The wedged group is CH2I. If this bond were to be inverted, it would mean we are forming C-CH3 and breaking C-CH2I . That would make carbon the leaving group. Not good!
Why isn’t there any inversion in the second last example?
Hi, thanks for your question. In the second-last example OTs is being replaced by CH3. In the product the carbon undergoing attack is attached to two methyl groups, so it’s not a chiral center. That’s why I didn’t show inversion.
In example 2, I believe, there is an extra carbon that shouldn’t be there. You use CH3-CH2-CH2-I and a cyclopentane directly attached to the CuLi, thus you should have 1-propyl-cyclopentane and not a 1-butyl-cyclopentane.

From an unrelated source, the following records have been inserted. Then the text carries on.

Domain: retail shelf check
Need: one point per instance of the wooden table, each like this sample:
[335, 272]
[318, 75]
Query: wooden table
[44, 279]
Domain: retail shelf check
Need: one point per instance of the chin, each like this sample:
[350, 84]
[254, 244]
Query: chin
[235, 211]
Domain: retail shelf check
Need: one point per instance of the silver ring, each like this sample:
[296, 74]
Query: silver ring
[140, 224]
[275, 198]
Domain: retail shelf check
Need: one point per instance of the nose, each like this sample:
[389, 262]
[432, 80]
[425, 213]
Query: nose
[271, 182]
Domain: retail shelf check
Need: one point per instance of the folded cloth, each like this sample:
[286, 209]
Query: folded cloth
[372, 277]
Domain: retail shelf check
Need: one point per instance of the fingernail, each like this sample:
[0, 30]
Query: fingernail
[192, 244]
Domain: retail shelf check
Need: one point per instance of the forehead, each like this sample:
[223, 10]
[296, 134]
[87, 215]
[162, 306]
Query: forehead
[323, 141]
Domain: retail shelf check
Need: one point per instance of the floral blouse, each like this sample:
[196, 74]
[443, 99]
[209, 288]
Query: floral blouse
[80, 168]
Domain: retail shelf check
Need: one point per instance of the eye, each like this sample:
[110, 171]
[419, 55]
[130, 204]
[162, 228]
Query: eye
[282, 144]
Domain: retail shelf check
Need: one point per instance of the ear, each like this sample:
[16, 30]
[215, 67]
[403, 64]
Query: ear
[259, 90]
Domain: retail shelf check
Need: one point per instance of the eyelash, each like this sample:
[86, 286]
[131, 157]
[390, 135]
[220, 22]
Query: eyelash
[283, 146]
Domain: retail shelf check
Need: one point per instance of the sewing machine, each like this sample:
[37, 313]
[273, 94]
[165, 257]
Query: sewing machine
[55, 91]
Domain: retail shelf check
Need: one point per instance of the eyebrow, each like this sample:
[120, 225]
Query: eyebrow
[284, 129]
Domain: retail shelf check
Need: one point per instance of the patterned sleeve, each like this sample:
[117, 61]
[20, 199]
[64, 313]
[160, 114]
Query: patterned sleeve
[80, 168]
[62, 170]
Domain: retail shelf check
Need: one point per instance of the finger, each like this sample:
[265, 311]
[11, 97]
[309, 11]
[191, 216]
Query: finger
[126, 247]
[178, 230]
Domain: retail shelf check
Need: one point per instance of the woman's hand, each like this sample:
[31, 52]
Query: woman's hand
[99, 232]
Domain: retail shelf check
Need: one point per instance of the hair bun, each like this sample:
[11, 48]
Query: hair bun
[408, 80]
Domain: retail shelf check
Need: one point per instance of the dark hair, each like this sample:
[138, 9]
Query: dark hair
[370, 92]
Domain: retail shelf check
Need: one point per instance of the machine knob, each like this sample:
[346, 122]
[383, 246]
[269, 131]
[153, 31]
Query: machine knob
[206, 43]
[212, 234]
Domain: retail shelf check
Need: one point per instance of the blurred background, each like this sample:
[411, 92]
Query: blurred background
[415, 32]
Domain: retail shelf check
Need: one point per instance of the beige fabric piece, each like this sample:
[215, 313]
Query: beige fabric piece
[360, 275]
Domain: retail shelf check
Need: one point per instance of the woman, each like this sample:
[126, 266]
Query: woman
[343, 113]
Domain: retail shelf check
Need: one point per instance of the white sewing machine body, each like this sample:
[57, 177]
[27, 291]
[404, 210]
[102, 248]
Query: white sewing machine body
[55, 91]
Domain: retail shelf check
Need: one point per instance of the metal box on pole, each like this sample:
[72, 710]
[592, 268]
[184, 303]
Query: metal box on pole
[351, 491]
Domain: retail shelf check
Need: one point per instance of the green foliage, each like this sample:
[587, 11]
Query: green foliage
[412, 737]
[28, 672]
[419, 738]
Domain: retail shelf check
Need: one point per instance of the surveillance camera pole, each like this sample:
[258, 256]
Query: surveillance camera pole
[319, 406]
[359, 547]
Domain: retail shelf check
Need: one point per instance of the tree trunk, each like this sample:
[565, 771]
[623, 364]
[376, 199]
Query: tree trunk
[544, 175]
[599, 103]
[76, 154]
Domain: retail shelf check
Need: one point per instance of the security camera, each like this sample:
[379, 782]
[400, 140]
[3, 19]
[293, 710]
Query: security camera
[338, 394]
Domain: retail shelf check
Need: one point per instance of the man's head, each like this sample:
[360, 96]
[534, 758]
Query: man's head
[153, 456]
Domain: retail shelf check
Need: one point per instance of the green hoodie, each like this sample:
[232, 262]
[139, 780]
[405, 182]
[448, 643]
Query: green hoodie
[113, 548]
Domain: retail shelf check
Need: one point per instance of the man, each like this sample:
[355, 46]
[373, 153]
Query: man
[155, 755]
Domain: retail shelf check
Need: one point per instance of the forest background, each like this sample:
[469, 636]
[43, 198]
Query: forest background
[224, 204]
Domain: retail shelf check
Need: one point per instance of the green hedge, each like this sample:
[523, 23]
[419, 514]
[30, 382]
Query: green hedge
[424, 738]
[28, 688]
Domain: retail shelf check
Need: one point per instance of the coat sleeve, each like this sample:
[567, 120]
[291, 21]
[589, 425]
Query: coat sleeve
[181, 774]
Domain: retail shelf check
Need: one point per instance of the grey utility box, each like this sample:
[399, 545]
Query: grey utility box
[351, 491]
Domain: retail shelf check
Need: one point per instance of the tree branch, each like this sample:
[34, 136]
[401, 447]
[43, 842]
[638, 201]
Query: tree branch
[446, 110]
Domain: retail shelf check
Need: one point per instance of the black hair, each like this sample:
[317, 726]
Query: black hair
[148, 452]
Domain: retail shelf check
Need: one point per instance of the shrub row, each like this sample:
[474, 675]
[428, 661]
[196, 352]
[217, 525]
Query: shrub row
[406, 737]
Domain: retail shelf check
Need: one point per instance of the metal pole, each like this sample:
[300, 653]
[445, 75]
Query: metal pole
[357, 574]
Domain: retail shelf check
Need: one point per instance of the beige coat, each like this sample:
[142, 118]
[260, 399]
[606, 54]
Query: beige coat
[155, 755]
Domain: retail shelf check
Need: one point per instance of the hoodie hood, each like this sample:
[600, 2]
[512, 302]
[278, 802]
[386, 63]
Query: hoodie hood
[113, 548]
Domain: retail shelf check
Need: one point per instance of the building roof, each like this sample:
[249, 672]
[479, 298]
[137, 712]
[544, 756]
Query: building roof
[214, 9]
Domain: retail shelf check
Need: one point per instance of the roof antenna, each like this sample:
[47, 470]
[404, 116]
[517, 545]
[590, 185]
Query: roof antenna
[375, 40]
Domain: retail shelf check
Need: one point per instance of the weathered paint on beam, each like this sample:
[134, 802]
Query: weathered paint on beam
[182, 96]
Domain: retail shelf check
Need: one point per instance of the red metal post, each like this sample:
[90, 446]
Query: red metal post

You are correct! I fixed the image. Thanks for spotting!
That is correct. C-2 attached to Cu is nucleophilic (partially negative) and C1 attached to Br is electrophilic (partially positive).
Oh, my mistake. Electronegativity (Cu) = 1,9 < Electronegativity (C) = 2,5. :-) Thx
Hi, please for explaining how is created bond C1 and C2 in Mechanism? C1 is (+) and Cu is (-) —> C2 is (+) I suppose. Thx. P.